In questo momento sono al passaggio di Heidegger, dopo “Essere e tempo”, a una metafisica dell’impegno per liberare l’abisso dell’angoscia dall’esistenza umana. Almeno così mi sembra di capire. Involontariamente, mi vengono in mente associazioni della mia vita: si ha naturalmente sempre paura nella vita, di decisioni difficili, di mettere in pericolo la propria esistenza, e molto altro, che è sempre concretamente legato a certe situazioni. La paura nel senso di un vuoto totale, di un abisso senza fine, l’ho incontrata personalmente più sotto forma di certe persone che, e qui la cosa si fa eccitante, hanno una paura di fondo della vita per eccellenza, con tutto ciò che le appartiene e che anzi, secondo me, la rende davvero bella: l’amore, i sentimenti, i legami, gli incontri e il godimento dell’attimo nella sua completezza e grandezza. Spesso ho sperimentato che queste persone si aggrappano costantemente, quasi in preda al panico, a qualcuno o a qualcosa, per la pura disperazione di cadere nel nulla del proprio guscio, poiché probabilmente sono già consapevoli che in realtà non c’è nulla che ti trattenga in questo mondo, dal momento che fuggono costantemente dal valore dell’essere umano.

Ho guardato in questo nulla più di una volta. Non è un bello spettacolo. È un vortice di vuoto che tira verso il basso, in cui non ci sono valori. Ho provato allora anch’io questa sensazione di sprofondamento nello stomaco di fronte al nichilismo pratico della disperata esistenza umana. Per non scomparire in questo nulla, la persona deve mostrare un costante impegno che non le permetta di sentire il suo vuoto. Il suo partner deve tenerlo in braccio, oppure c’è una dipendenza da esperienze fisiche forti che vanno dagli sport estremi all’automutilazione. Alla base di tutto questo c’è un’incomprensibile paura di vivere, di vivere come una persona che osa amare, che sa che nemmeno il rifiuto la ucciderà, come una persona che osa buttarsi nella vita con il suo coraggio, con tutta la sua persona, la sua personalità, persino la sua esistenza, una persona che conosce le delusioni della vita, che sa soprattutto che senza il coraggio di affrontare le delusioni non si può vivere una vita veramente preziosa.

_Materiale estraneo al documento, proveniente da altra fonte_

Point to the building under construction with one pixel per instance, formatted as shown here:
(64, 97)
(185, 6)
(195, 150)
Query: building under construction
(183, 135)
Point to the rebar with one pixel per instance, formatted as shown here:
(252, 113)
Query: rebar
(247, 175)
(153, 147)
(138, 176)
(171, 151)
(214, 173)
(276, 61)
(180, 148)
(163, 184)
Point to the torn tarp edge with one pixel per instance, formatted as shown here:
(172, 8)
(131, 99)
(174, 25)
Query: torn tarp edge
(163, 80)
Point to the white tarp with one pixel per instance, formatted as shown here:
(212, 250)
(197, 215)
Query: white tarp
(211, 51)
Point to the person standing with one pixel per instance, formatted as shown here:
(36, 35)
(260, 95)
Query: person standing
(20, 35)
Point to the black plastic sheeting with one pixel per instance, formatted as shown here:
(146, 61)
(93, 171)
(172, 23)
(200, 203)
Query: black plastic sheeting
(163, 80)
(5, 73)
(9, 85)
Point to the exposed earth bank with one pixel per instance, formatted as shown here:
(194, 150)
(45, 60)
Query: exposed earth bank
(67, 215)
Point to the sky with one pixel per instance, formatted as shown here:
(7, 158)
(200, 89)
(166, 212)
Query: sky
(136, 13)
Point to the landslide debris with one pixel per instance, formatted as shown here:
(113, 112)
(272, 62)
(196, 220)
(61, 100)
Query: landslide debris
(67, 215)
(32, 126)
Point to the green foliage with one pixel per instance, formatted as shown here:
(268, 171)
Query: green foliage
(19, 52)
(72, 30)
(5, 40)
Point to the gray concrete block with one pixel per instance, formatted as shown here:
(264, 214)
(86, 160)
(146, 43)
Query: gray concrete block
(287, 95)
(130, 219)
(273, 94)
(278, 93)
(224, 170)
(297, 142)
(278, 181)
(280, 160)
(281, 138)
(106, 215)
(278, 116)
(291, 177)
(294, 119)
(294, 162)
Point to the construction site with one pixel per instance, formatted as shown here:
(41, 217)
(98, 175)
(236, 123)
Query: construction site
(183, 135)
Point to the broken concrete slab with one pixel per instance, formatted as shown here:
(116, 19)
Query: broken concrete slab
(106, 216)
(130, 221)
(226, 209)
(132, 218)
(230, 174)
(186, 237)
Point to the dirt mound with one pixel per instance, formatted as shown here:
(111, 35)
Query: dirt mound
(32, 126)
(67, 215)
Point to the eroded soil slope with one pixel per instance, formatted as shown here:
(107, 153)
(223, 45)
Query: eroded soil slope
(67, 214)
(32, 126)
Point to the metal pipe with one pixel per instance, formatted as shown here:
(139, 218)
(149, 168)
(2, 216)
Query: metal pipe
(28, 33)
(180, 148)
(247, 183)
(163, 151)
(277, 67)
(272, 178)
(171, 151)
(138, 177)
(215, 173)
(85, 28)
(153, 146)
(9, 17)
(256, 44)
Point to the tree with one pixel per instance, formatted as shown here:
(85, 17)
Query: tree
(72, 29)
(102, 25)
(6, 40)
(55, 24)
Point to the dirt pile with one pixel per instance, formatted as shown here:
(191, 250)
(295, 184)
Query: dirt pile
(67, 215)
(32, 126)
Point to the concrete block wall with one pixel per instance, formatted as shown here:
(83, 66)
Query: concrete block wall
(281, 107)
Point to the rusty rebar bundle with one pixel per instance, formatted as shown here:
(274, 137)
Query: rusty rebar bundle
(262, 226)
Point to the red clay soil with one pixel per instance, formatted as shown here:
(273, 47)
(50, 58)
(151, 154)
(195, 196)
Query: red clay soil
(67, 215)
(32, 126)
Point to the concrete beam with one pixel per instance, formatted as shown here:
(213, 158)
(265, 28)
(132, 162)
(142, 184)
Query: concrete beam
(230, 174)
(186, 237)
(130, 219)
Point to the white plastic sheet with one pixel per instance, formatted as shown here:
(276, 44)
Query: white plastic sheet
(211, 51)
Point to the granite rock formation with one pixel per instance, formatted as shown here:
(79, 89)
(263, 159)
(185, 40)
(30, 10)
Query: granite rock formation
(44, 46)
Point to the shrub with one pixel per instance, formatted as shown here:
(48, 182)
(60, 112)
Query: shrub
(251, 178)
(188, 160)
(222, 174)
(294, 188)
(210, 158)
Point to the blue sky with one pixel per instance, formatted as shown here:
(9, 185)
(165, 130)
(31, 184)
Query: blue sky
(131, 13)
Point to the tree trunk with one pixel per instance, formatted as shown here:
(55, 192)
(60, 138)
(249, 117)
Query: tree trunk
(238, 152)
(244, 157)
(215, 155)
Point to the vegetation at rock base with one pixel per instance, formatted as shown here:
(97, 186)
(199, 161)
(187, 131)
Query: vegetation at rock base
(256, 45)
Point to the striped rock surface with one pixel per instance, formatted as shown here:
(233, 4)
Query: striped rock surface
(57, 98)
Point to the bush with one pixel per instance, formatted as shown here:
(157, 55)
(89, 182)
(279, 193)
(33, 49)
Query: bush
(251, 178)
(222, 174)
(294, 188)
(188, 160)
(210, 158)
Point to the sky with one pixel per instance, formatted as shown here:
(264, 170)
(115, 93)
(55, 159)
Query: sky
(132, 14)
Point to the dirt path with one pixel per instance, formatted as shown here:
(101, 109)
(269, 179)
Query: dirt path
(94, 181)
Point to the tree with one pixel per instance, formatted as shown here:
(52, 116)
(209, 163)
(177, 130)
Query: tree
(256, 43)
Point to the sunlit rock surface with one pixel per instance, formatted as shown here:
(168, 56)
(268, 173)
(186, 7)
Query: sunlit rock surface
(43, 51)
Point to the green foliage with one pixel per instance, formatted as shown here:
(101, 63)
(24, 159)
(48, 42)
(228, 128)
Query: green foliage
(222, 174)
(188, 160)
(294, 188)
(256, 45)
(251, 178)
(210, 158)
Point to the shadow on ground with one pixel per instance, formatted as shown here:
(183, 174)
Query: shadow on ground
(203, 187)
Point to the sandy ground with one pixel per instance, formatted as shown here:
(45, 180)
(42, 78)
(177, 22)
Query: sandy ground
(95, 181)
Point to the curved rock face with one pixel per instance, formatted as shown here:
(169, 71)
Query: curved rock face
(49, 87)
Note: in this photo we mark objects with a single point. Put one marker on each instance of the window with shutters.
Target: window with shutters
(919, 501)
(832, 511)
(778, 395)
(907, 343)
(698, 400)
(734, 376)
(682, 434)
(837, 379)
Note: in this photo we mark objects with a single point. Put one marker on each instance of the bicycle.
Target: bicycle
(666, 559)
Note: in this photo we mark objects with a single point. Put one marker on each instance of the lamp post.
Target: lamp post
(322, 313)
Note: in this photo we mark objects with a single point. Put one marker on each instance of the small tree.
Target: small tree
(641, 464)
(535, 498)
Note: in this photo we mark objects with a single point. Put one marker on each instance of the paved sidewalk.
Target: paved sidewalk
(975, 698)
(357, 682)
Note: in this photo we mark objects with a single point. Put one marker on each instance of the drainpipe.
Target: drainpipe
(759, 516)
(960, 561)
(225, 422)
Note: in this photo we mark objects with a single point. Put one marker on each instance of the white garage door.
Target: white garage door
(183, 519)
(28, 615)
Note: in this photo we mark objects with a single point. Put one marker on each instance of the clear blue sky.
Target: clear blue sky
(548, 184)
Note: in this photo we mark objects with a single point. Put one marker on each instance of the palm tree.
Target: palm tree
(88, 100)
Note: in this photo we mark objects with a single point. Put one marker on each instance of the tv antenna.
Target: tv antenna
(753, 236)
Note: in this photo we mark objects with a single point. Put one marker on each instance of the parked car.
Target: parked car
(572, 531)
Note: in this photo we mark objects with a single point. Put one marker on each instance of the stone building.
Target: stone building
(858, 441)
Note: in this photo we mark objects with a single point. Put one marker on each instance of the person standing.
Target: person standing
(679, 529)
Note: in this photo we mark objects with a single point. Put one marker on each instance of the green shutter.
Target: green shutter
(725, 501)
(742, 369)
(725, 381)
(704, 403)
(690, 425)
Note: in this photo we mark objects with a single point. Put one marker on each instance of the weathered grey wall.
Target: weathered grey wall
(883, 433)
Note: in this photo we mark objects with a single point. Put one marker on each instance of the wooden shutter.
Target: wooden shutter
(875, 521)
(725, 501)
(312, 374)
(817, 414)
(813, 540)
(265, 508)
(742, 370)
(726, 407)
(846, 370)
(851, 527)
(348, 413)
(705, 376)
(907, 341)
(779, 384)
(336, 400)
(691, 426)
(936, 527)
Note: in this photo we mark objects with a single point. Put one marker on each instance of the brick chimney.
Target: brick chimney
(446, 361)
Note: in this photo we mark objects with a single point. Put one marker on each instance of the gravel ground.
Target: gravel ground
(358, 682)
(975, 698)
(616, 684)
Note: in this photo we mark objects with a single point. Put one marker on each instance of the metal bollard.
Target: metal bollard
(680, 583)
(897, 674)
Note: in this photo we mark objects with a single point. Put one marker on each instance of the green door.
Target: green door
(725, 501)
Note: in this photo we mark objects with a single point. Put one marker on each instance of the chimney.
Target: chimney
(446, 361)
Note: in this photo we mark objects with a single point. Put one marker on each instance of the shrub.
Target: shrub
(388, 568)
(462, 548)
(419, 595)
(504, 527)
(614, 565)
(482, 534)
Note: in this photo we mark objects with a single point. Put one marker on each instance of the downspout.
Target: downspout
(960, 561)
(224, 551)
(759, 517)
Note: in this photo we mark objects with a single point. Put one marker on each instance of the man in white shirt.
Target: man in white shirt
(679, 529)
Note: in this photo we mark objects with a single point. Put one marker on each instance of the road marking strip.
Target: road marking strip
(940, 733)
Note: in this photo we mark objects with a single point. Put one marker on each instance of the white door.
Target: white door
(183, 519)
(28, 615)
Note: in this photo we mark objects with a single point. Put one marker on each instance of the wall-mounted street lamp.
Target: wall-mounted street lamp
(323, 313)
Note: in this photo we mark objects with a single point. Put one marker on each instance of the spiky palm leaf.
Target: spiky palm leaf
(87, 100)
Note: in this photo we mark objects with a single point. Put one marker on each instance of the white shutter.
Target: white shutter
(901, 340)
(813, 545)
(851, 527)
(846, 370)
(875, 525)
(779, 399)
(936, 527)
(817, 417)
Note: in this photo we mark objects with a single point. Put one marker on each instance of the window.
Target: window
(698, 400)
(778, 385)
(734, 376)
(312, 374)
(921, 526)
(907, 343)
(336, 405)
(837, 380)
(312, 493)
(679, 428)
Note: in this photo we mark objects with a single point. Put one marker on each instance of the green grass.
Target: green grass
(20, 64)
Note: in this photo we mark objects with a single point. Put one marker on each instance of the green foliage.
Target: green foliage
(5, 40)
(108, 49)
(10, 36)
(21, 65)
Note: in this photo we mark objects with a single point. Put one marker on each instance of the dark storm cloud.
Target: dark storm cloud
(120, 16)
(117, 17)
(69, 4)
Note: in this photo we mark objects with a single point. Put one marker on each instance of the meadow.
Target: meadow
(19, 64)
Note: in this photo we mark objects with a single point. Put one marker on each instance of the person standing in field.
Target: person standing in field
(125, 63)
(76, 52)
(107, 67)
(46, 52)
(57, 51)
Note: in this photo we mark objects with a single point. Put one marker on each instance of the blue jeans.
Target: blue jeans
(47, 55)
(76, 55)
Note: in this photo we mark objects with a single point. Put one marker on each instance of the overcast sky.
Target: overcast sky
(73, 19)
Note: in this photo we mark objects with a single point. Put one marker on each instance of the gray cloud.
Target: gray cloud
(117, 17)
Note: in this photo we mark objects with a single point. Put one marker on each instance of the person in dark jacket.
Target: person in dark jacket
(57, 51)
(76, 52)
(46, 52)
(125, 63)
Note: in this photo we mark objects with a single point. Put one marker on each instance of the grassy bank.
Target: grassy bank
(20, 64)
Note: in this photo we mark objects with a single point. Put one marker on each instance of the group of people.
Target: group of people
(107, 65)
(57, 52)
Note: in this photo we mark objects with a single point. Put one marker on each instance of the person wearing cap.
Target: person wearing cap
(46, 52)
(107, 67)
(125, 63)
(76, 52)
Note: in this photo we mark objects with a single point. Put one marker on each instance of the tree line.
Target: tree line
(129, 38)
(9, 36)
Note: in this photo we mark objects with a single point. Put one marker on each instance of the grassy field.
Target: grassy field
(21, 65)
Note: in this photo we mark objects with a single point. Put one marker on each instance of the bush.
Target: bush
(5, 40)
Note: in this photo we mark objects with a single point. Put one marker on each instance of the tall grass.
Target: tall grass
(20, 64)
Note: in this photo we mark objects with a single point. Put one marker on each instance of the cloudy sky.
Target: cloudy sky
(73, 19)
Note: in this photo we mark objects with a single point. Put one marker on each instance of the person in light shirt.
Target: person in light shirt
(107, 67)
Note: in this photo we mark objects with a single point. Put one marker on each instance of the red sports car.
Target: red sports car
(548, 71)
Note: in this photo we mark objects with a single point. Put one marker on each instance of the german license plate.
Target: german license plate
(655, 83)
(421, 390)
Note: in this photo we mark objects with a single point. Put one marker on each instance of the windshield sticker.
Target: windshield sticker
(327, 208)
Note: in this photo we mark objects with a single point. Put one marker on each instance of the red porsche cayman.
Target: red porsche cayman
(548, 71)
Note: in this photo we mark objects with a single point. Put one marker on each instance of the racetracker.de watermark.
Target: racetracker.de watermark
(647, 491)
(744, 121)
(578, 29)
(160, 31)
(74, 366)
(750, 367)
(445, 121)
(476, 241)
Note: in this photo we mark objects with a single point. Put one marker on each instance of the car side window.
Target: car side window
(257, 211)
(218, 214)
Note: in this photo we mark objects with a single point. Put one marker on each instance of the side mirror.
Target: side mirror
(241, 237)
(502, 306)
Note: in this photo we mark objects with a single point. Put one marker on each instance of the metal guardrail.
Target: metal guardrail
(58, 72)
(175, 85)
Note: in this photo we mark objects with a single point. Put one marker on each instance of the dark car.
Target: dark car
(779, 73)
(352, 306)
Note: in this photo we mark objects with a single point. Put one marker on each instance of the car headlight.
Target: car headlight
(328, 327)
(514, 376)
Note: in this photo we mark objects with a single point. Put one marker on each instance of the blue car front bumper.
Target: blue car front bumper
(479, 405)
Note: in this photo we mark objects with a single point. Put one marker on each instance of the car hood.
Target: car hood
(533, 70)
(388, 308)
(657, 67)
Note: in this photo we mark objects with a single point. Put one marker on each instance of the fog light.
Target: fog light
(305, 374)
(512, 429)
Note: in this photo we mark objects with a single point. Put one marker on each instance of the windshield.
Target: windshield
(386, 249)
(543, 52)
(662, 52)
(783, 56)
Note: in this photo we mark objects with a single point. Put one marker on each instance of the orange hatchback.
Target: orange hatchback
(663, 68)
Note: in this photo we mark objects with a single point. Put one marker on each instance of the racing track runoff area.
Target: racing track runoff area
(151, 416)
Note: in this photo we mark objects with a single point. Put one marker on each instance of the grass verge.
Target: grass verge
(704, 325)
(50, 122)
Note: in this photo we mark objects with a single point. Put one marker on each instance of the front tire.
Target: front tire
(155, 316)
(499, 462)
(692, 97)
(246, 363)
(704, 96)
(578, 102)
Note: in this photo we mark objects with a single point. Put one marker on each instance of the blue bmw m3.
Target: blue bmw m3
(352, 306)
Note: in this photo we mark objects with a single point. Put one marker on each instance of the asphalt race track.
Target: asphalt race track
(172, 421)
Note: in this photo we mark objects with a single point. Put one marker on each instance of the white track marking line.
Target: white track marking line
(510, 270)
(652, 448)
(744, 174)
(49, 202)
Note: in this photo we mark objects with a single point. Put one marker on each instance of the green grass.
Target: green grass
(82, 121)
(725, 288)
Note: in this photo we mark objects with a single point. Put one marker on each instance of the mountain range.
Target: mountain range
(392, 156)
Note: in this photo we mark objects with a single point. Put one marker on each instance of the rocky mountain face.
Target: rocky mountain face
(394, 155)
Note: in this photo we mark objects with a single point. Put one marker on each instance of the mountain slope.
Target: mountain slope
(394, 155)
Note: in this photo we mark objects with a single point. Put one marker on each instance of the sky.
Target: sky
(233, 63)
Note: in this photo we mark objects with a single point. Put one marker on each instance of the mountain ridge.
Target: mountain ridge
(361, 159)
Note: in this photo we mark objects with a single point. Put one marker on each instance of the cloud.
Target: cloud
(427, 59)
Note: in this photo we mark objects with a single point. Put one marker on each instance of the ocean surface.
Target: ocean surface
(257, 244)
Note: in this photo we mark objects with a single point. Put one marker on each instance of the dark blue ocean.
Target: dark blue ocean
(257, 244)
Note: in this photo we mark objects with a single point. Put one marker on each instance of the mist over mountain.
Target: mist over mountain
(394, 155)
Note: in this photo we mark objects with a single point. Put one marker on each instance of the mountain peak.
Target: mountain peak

Solo attraverso l’affermazione completa della vita si può superare la sofferenza e il dolore, o soprattutto, solo attraverso questo si può superare l’inadeguatezza umana, religiosamente parlando, solo attraverso questo si può raggiungere la salvezza.

Solo attraverso la perfetta affermazione della vita in ogni momento è possibile superare la vita e la sua finitudine.

Coinvolgendosi con il più finito dei 100%, nasce l’infinito o l’immortalità metafisicamente espressa….

Per me l’immagine più bella è l’ultimo momento della vita:

Idealmente, nella cerchia dei familiari e degli amici, si consegna al morente un barattolo di Nutella vergine non aperto. L’ultimo atto sulla terra è quindi girare il tappo a vite verso destra, sollevarlo nella rotazione, appoggiarlo sulle poesie di Eichendorff o su un libro altrettanto edificante, afferrare un piccolo coltello affilato, forare il radioso guscio d’oro, squarciare lo stesso, forare la massa di cioccolato che giace tranquillamente lì, e infine il sapore sulla lingua che si combina con piacere con la Nutella sulla punta del coltello.

Un altro sorriso beato in mezzo ad amici e parenti… e questo è tutto… il segreto della beatitudine della vita.